Updated on June 29, 2011

It was the widely held belief in Renaissance Europe that God should be the head of his creation, the king the head of his people, and man the head of his household. In A Godly Form of Household Government, John Dod and Robert Cleaver affirm this principle as it pertains to the government of the family and elaborate on the implications of this divine order for the lives of women:

As it were a monstrous matter, and the means to overthrow the person, that the body should, in refusing all subjection and obedience to the head, take upon it to guide itself and to command the head: so were it for the wife to rebel against the husband. Let her then beware of disordering and perverting the course which God in His wisdom hath established: and withal let her understand that, going about it, she riseth not so much against her husband, as against GOD, and that it is her good and honor to obey God in her subjection and obedience to her husband.” (259)

Thus patriarchy, according to Cleaver and Dod, was both supremely natural and divine. As God had intended man to be the head of his household, he had made creation to follow that order, and rebellion of the wife against her husband’s authority would be as unnatural as the rebellion of body parts against the head. Likewise, men were the divinely ordained rulers of their households, just as kings were the divinely ordained rulers of their nations. For a wife to rebel against her husband was, just as for a subject to rebel against his or her monarch, a rebellion not only against the individual, but against God and the intended order of the universe, a sin which aligned its perpetrator with Lucifer himself, whose great and infamous sin had been rebellion against God (An Homily Against Disobedience and Willful Rebellion 179).

In real human interactions, however, outside of marriage manuals and other behavioral treatises, the near-impossibility of such perfect self-denial and subjugation to the will of another had the potential to force women wishing to maintain the appearance of virtue into adopting an indirect and passive form of resistance. In the last scene of Shakespeare’s Henry V, the French Princess Katherine employs such a tactic as she is courted by the conquering English king. Through repeated insistence in broken English that she “cannot tell” (5.2.108) what he inquires when he asks her if she loves him, Katherine finds refuge in her own ignorance, real or feigned, and is able to offer slight resistance to the advances of her betrothed without being blamed for willfulness or obstinacy. Though Dod and Cleaver would have a husband and wife who are truly one, who “hideth no secrets nor privities [one] from the other” (261), Katherine blamelessly gains the power of concealment for herself through exploiting the language barrier between herself and the king.

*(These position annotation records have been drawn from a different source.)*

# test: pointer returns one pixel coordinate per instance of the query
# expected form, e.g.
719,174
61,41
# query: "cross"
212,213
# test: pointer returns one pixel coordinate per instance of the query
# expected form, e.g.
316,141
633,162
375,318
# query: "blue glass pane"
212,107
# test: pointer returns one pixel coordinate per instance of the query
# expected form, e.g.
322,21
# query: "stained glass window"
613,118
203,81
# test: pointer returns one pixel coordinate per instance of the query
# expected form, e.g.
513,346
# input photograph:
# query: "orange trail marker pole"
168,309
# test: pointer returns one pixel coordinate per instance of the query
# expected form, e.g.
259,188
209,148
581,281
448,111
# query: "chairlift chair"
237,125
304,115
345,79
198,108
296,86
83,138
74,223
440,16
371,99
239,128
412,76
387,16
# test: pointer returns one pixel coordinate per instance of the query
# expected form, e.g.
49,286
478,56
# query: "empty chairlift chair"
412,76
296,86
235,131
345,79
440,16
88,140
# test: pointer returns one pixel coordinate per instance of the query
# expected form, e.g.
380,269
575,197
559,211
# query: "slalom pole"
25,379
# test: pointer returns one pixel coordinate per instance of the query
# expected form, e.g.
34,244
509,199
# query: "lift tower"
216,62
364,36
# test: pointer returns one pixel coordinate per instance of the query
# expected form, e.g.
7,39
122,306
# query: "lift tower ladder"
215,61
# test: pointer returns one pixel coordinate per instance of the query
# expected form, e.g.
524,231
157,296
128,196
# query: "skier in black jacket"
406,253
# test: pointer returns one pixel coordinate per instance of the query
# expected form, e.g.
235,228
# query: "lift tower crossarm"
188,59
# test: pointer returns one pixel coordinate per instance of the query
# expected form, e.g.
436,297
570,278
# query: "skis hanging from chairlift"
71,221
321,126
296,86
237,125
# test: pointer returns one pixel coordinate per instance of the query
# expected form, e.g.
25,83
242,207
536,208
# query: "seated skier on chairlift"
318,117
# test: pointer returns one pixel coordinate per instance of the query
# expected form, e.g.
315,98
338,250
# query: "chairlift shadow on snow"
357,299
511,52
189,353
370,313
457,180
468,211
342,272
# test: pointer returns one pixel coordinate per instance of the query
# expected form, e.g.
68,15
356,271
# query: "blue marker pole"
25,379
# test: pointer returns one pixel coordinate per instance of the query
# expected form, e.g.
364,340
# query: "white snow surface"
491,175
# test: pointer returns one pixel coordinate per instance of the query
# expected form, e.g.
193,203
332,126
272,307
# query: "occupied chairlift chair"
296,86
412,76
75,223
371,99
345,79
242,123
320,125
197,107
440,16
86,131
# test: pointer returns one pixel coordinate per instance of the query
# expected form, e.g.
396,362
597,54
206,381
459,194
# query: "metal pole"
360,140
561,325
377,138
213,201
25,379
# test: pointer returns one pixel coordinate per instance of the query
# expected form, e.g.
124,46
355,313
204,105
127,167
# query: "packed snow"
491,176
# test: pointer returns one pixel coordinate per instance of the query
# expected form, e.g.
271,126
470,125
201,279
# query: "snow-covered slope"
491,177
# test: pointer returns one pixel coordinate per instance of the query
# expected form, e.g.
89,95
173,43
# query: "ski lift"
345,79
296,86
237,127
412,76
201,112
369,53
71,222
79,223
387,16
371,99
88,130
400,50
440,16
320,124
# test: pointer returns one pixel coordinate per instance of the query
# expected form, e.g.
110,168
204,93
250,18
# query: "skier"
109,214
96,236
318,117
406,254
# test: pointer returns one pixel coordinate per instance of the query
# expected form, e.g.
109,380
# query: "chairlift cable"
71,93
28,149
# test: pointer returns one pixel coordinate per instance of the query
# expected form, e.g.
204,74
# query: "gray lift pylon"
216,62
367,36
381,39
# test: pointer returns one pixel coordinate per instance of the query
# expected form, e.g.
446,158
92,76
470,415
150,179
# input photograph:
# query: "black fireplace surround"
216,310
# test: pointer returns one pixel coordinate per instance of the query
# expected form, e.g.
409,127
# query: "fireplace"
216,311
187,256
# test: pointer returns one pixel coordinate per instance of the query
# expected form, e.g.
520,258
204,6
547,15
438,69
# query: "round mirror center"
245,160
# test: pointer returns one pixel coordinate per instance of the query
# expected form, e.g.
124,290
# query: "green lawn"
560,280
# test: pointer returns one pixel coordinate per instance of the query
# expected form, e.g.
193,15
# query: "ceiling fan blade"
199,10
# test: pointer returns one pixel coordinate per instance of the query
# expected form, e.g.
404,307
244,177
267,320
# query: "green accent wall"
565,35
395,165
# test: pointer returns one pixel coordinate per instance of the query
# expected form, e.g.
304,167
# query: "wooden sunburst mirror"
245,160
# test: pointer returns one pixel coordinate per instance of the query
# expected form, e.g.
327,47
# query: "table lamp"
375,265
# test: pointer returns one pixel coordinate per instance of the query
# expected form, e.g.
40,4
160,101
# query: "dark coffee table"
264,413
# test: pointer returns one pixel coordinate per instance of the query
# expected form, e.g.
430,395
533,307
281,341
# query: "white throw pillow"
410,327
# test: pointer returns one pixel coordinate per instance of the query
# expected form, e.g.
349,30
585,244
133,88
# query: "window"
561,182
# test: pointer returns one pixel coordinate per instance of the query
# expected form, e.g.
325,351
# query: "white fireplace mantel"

Katherine’s resistance, veiled in timid incomprehension, is suggested through her acknowledged understanding of much of Henry’s speech and her commentary on it. Although she claims that “I cannot tell vat is ‘like me,’” she understands Henry’s meaning when he explains that “An angel is like you, Kate” (5.2.108-110), a comment that, while poetic, would be fairly unhelpful to a person unfamiliar with the uses of the English word “like.” Her response to this statement,“O bon Dieu, les langues des homes sont pleines de trompheries!” or “The tongues of men are full of deceits” (5.2.116-118), openly expresses distrust of the English conqueror, revealing to us a measure of defiance and contempt hidden beneath her compliant exterior. Katherine simply veils in her native French a statement that she would likely not have spoken openly in English, particularly with the inclusion of the epithet “bon Dieu,” or with such vehemence as to be punctuated with an exclamation point.

Hesitancy and resistance is also evident in Katherine’s question, “Is it possible dat I sould love de enemy of France?” (5.2.169-170). Katherine’s fears in this regard are greatly illuminated by Cleaver and Dod, who write that “matrimony requireth a greater duty of the husband towards his wife, and the wife towards her husband, than otherwise they are bound to show to their parents” (259). Thus, in yielding to Henry’s advances and becoming his wife, Katherine trades her allegiance to her home country and to her father, the King of France, for loyalty to the English invader, hitherto her greatest enemy. In accepting Henry, Katherine is expected to “show herself not only to love no man so well as her husband; but also to love none other at all, but him, unless it be for her husband’s sake” (258). Although Henry and Katherine’s proposed marriage is intended to bring peace between England and France, to Katherine, it means forsaking all of her previous loyalties to family and to country, and becoming “one body with her husband,” as stated by Cleaver and Dod (258), or one body with “de enemy of France” (5.2.170), and thus the enemy of France herself.

Although Shakespeare’s Henry V uses similar language to Cleaver and Dod’sGodly Form of Household Government, with the French Queen asking that “God, the best maker of all marriages / Combine your hearts in one, your realms in one! / As man and wife, being two, are one in love, / So be there ’twixt kingdoms such a spousal” (5.2.353-356), this “oneness,” in the face of Katherine’s resistance seems less a reality than an unlikely ideal. It is also less clear in Henry V than in A Godly Form of Household Government whether Henry’s place as husband and king, head of his marriage and his kingdom, is divinely appointed or simply won. It is, after all, only through war that Henry, the son of a usurper, has gained the right to each, and Henry’s supremacy over Katherine is not only as a man, but also as the conqueror of her country. It is won, rather than given to him by virtue of divine right. Thus in Henry V, it can be easily interpreted that Henry’s dominion over his wife and country are more a result of his own will and social customs than God’s.

While Cleaver and Dod prescribe for all wives a regimen of absolute submission to the desires of their husbands, such submission from any intelligent being, who can neverliterallybe truly of one body and one mind with another, is a near practical impossibility. However, the appearance of such perfect subjection was essential to a woman’s apparent “virtue” in the Renaissance. Thus Shakespeare’s Katherine, while outwardly appearing obedient to the will of her future husband, has visible reservations to a union that would render her subject to a former enemy of her family and country. She cannot, as a realistic character in a drama rather than a hypothetical ideal in Dod and Cleaver’s marriage manual, completely repress and eliminate her own desires, or mold them to perfectly fit the shape of Henry’s. Thus she expresses hesitancy and resists him passively, the only way she can, through claiming ignorance of Henry’s meaning and through communication of her true thoughts in her native French only, with Alice, her nurse. The language barrier between Katherine and Henry provides Katherine with one of the few advantages available to women in a time that required them to be totally submissive: the power of concealment, facilitated by claims of ignorance. It is ironically through claims of incapability that the supposedly weaker vessel finds her only agency and strength.